Each Jupyter notebook within this repository attempts to explore a specific machine-learning algorithm and some useful tools required for data scientists. I try to balance practical implementations with the underlying mathematical foundations of these models on my notes based on the homeworks proposed by the course Machine Learning Zoomcamp. I alo use as a guide the book Machine Learning Bookcamp, while the mathematical insights are drawn from the book Data Mining and Machine Learning
While this repository reflects my personal journey of learning and understanding machine learning, I hope it can also be a valuable resource for others on a similar path.
How to create a car-price prediction project with a linear regression model.
Predicting customers who will churn with logistic regression for classification.
Study of confusion matrix, deriving metrics from confusion matrices, like precision and recall, and Using ROC and AUC metrics to further understand the performance of a binary classification. We also focus on Tuning the parameters for the model and how to use cross-validation to verify the model's behavior.

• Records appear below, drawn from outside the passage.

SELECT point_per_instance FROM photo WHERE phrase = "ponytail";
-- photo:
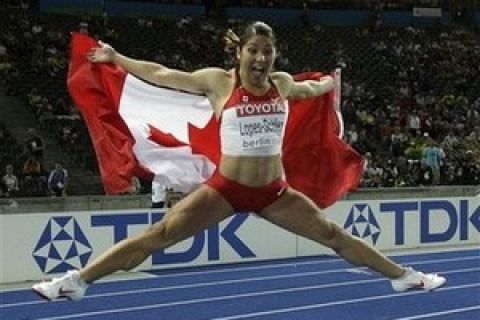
(232, 41)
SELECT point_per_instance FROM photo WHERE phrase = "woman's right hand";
(104, 53)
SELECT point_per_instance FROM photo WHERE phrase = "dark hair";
(232, 41)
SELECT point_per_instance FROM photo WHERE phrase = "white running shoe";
(417, 280)
(69, 286)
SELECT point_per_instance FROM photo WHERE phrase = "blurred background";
(410, 96)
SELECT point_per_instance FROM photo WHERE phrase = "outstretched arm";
(201, 81)
(302, 89)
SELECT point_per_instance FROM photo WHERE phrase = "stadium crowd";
(410, 97)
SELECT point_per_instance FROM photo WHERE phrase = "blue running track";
(317, 288)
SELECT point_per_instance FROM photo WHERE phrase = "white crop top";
(253, 125)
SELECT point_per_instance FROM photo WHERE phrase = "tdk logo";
(362, 223)
(62, 246)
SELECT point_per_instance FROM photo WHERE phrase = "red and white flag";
(140, 129)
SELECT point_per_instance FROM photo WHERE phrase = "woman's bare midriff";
(251, 171)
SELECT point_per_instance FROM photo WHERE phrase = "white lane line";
(250, 315)
(440, 313)
(221, 282)
(335, 303)
(233, 269)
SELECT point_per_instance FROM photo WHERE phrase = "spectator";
(10, 183)
(35, 145)
(433, 157)
(425, 174)
(32, 177)
(57, 180)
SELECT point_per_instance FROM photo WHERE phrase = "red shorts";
(244, 198)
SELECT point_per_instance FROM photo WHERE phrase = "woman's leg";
(298, 214)
(199, 210)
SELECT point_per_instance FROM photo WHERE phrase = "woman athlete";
(250, 103)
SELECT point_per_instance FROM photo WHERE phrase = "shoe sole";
(41, 295)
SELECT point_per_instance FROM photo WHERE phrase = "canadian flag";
(140, 129)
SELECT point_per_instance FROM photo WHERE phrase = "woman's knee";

Introduction on how to save models with Pickle and Flask, how to manage dependencies with Pipenv, and how to use Docker.
Project for predicting the risk of default with tree-based models (Decision tree, Random Forest, and XGBoost).
This project uses the Diabetes Health Indicators dataset, available on kaggle. The project seeks answer which risk factors most strongly predict diabetes and how select a subset of the risk factors to accurately predict whether an individual has diabetes.
Study about the fundamentals and applications of Convolutional Neural Networks (CNNs), a class of deep neural networks, primarily used to analyze images.
Deploying deep learning models in a serverless environment, showing the benefits of scalability, cost-efficiency, and ease of deployment.
Study about Kubernetes, an open-source system for automating deployment, scaling, and management of containerized applications.
In this project, was build a machine learning model to predict the trip duration of taxi rides in New York City. The dataset is from Kaggle. The original dataset have approximately 1.4 million entries for the training set and 630k for the test set, although only the training set is used in this project.